Get a single job by ID, including provider and timing details.

bash
curl https://api.roset.dev/v1/jobs/job-456 \
  -H "Authorization: ApiKey rsk_..."

Response 200:

json
{
  "id": "job-456",
  "file_id": "abc-123",
  "space": "default",
  "status": "completed",
  "provider": "reducto",
  "created_at": "2025-01-15 10:30:00",
  "completed_at": "2025-01-15 10:31:00"
}

POST /v1/jobs/:id/cancel

Cancel a job that is queued or processing.
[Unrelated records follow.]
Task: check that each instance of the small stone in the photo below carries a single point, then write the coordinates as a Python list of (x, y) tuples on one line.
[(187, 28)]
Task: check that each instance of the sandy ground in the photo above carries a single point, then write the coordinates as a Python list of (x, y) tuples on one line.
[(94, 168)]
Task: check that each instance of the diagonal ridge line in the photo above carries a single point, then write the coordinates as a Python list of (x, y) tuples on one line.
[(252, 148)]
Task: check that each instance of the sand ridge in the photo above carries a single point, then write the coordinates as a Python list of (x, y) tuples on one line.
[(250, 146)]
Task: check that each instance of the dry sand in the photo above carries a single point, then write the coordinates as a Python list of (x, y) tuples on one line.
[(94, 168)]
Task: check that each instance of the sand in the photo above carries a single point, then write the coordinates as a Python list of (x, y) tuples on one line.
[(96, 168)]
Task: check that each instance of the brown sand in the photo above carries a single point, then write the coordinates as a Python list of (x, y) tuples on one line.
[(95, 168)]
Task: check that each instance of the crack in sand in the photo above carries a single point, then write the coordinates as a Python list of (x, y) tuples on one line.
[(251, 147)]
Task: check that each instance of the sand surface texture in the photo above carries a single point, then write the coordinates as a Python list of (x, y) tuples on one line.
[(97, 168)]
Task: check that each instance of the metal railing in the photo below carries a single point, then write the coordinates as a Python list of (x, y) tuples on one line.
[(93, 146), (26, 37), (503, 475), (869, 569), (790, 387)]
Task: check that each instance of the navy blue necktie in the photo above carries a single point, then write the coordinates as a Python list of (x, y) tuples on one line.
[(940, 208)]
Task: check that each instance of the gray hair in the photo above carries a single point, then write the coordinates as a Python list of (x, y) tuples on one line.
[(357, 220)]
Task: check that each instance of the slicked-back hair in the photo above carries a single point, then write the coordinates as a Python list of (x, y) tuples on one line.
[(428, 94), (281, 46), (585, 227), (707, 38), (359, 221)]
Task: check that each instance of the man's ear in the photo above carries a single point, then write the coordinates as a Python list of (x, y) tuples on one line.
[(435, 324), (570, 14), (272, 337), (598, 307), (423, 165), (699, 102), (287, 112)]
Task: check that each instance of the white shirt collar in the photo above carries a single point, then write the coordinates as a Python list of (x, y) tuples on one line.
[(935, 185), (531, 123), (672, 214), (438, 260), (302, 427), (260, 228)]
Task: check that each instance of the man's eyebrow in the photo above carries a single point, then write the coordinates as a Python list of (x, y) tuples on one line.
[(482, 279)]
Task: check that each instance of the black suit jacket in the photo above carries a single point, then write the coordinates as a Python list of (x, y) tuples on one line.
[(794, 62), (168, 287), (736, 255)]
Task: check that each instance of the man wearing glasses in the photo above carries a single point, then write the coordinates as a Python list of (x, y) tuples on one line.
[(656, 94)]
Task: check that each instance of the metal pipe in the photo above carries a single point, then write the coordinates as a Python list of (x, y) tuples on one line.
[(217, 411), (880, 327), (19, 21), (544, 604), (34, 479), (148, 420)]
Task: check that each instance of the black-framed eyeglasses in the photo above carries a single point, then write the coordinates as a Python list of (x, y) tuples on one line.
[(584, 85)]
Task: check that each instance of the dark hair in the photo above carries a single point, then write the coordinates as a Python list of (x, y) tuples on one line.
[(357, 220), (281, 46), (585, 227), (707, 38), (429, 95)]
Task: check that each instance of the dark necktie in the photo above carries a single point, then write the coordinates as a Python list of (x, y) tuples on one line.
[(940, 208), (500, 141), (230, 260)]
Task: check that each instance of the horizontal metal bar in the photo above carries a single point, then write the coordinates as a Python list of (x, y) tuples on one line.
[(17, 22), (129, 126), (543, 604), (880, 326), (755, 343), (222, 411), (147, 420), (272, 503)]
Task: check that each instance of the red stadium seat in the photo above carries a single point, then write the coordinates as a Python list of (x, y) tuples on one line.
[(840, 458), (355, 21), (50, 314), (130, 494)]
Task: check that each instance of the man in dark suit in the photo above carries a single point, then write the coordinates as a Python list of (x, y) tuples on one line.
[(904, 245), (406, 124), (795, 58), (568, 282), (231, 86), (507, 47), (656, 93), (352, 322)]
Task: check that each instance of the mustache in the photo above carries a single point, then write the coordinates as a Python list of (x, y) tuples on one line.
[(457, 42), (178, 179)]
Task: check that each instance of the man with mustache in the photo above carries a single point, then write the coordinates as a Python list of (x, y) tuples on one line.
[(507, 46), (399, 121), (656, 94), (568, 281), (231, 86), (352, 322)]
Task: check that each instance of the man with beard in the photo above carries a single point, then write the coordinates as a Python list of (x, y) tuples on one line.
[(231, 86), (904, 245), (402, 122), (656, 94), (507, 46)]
Already-completed jobs cannot be cancelled.

bash
curl -X POST https://api.roset.dev/v1/jobs/job-456/cancel \
  -H "Authorization: ApiKey rsk_..."

Response 200:

json
{ "id": "job-456", "status": "cancelled" }

POST /v1/jobs/:id/retry

Retry a failed job. Resets the status to queued and re-enters the processing pipeline.

bash
curl -X POST https://api.roset.dev/v1/jobs/job-456/retry \
  -H "Authorization: ApiKey rsk_..."

Response 200:

json
{ "id": "job-456", "status": "queued" }

Variants

Variants are extraction outputs linked to a parent file. When Roset processes a file, the extraction provider produces one or more variants -- typically markdown from the document content, and optionally vector embeddings if an OpenAI key is configured.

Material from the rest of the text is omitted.